"İnsanın geçmişle arasında kurduğu ilişkiye biz tarih diyoruz. İlişkinin kah resmi kah hayali kah fırtınalı ya da huzurlu oluşu geçmişten değil kendimize ve geleceğimize ilişkin karşılaştığımız problemlerden yahut yaptığımız tasarımlardan kaynaklanıyor. Ne de olsa bugün var olan ve yaşayanlar bizleriz. Bununla birlikte varlığımız ile geçmişimiz arasındaki bu ilişkinin etkiye çok da açık olduğunu söylemek kolay değildir.

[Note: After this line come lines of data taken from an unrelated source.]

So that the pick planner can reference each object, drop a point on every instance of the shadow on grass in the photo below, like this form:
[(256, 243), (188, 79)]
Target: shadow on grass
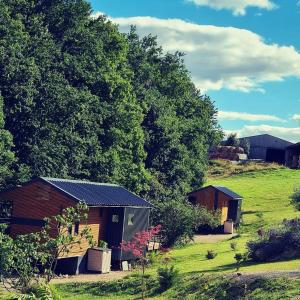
[(128, 286)]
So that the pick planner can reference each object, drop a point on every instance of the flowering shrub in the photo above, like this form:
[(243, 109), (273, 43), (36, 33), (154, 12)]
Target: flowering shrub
[(137, 246)]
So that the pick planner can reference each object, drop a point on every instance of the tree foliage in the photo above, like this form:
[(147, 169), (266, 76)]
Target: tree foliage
[(82, 100), (295, 198), (232, 140), (179, 220)]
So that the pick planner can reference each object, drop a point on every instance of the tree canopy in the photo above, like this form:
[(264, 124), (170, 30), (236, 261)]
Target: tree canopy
[(82, 100)]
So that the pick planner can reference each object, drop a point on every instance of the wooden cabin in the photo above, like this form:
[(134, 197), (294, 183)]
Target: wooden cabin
[(114, 214), (292, 156), (219, 197)]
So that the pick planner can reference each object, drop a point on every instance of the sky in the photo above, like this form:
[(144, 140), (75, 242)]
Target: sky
[(244, 54)]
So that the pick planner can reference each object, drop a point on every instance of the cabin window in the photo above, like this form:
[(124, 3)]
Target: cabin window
[(130, 219), (115, 218), (76, 228), (193, 200), (70, 230)]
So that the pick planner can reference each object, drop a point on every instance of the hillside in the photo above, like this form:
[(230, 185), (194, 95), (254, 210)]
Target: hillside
[(266, 202)]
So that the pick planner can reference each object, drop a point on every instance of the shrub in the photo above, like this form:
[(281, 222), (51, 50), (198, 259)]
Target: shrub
[(238, 257), (232, 140), (233, 246), (167, 277), (102, 244), (295, 198), (211, 254), (279, 243), (179, 219)]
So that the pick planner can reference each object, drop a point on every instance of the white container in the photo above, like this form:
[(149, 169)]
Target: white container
[(228, 227), (99, 260)]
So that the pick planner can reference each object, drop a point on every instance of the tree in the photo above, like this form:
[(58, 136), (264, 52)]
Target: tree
[(295, 198), (7, 157), (138, 247), (180, 219), (245, 144), (179, 122), (232, 140)]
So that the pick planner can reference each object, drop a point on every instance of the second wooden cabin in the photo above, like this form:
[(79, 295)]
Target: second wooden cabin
[(214, 198)]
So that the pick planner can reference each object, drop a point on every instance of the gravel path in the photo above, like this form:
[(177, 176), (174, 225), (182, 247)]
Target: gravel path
[(114, 275), (212, 238)]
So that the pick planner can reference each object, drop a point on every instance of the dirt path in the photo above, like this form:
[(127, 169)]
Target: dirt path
[(114, 275), (266, 274), (212, 238)]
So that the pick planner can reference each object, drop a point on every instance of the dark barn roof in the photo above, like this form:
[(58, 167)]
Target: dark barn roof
[(222, 189), (97, 194), (297, 145)]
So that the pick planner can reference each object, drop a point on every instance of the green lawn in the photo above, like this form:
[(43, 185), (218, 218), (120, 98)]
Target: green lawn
[(265, 192)]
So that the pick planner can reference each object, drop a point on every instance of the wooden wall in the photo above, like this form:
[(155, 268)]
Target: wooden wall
[(38, 200), (206, 198)]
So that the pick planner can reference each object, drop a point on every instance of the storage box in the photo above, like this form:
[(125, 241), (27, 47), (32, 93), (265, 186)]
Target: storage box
[(99, 260)]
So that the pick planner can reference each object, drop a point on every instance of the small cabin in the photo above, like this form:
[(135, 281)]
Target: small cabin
[(114, 214), (219, 198)]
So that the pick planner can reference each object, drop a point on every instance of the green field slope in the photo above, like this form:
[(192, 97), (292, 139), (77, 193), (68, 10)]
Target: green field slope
[(266, 191)]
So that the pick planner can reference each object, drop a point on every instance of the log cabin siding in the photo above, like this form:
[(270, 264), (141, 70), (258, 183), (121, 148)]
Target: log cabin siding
[(38, 200), (206, 198)]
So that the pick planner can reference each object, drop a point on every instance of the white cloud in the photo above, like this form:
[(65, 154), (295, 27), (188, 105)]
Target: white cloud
[(296, 117), (220, 57), (290, 134), (232, 115), (238, 7)]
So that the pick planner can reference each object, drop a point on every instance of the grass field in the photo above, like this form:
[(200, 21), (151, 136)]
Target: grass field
[(266, 202)]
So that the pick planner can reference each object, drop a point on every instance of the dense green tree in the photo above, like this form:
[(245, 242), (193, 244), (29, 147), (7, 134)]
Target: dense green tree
[(82, 100), (68, 96), (179, 122)]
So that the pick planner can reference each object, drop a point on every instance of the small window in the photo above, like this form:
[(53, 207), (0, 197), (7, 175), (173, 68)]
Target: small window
[(115, 218), (130, 219), (76, 228), (70, 230), (193, 200)]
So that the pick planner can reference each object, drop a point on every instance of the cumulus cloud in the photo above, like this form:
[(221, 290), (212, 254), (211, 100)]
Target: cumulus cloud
[(232, 115), (290, 134), (220, 57), (238, 7), (296, 117)]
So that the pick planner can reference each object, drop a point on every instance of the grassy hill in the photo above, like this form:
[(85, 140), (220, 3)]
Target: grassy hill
[(266, 202)]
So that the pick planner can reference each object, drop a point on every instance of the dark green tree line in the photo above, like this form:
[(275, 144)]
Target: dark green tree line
[(81, 100)]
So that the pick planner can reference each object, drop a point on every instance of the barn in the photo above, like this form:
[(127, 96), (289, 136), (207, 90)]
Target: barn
[(267, 148), (215, 197), (115, 214), (293, 156)]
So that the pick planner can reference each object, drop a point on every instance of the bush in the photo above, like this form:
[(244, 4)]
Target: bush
[(279, 243), (179, 219), (211, 254), (167, 277), (233, 246), (295, 198), (226, 288)]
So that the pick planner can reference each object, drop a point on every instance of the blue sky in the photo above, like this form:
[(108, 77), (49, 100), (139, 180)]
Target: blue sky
[(245, 54)]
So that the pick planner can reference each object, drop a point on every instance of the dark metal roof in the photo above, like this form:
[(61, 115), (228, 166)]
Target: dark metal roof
[(222, 189), (97, 194), (293, 146)]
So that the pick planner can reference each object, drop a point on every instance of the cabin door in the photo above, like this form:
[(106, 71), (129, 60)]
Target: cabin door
[(114, 230), (232, 210)]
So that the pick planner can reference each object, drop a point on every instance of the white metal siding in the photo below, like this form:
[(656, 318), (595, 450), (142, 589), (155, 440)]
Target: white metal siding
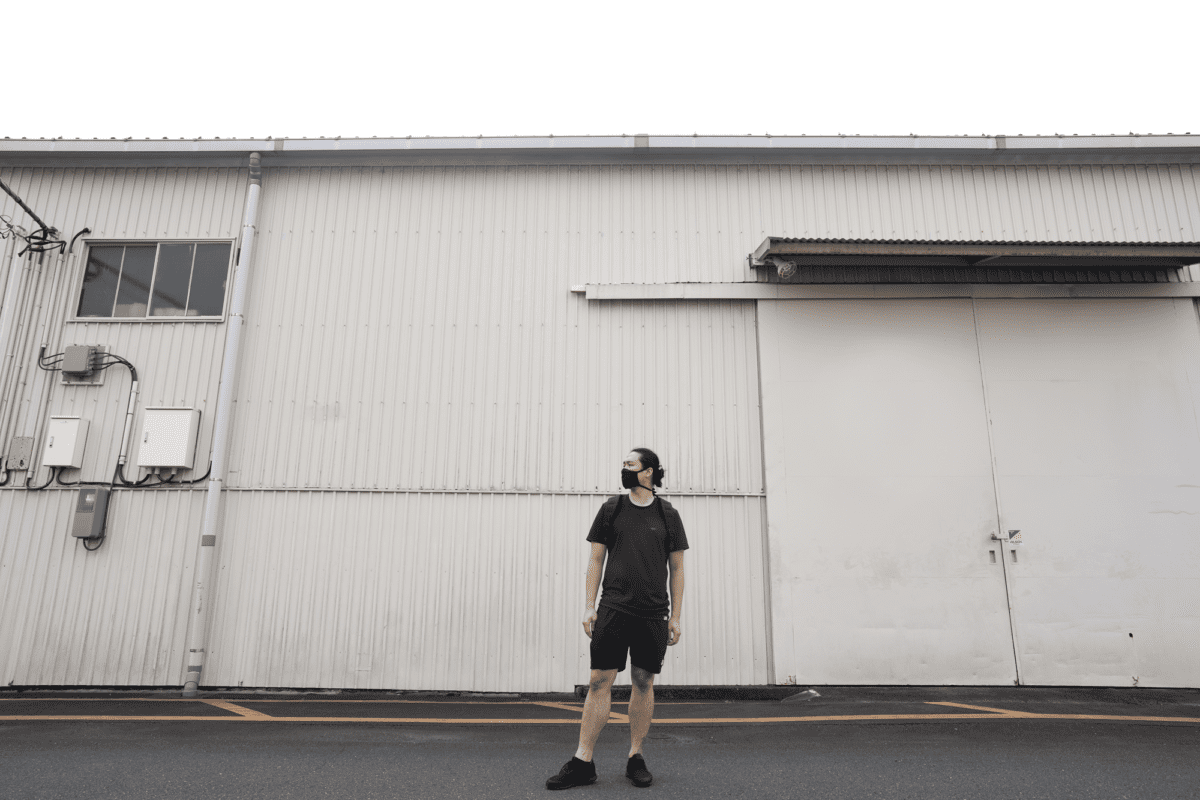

Çünkü bizlerin tanım ve tasarımlarımızın tarihe yüklediği gerilim ile onun bir sosyal bilim olarak metodolojik güvenceleri arasında sürekli bir didişme mevcuttur." -Mustafa Safran
Bahsedilen bu gerilimin eğitime yansıması tartışılması gereken diğer bir boyuttur. Tarihin neden ve niçin öğretildiği önemli olmakla birlikte bunlardan daha da önemli olanı tarihin nasıl öğretildiğidir. Tarihin öğretiminde müfredatın ders kitaplarının ve iktidarın etkisi yadsınamaz. Fakat bu bağlamda belirleyici olan araçlardan birisi de mikro iktidardır. Öğretmenin kurduğu mikro iktidarın etkilerini en aza indirgemenin veya başka bir ifade ile doğrudan demokrasiyi tanımlayan bireyin/öğrencinin kendi anlatısını oluşturmada en önemli argümanlardan birisi de alan eğitimidir.
Bu kitapta bir tarafıyla tarihin neliğinden tarih öğretiminin amaçlarına kadar uzanan geniş bir yelpazede teorik tartışmaların yanı sıra tarihin nasıl öğretileceği gibi uygulamaya/yaşantıya dair makaleler yer almaktadır.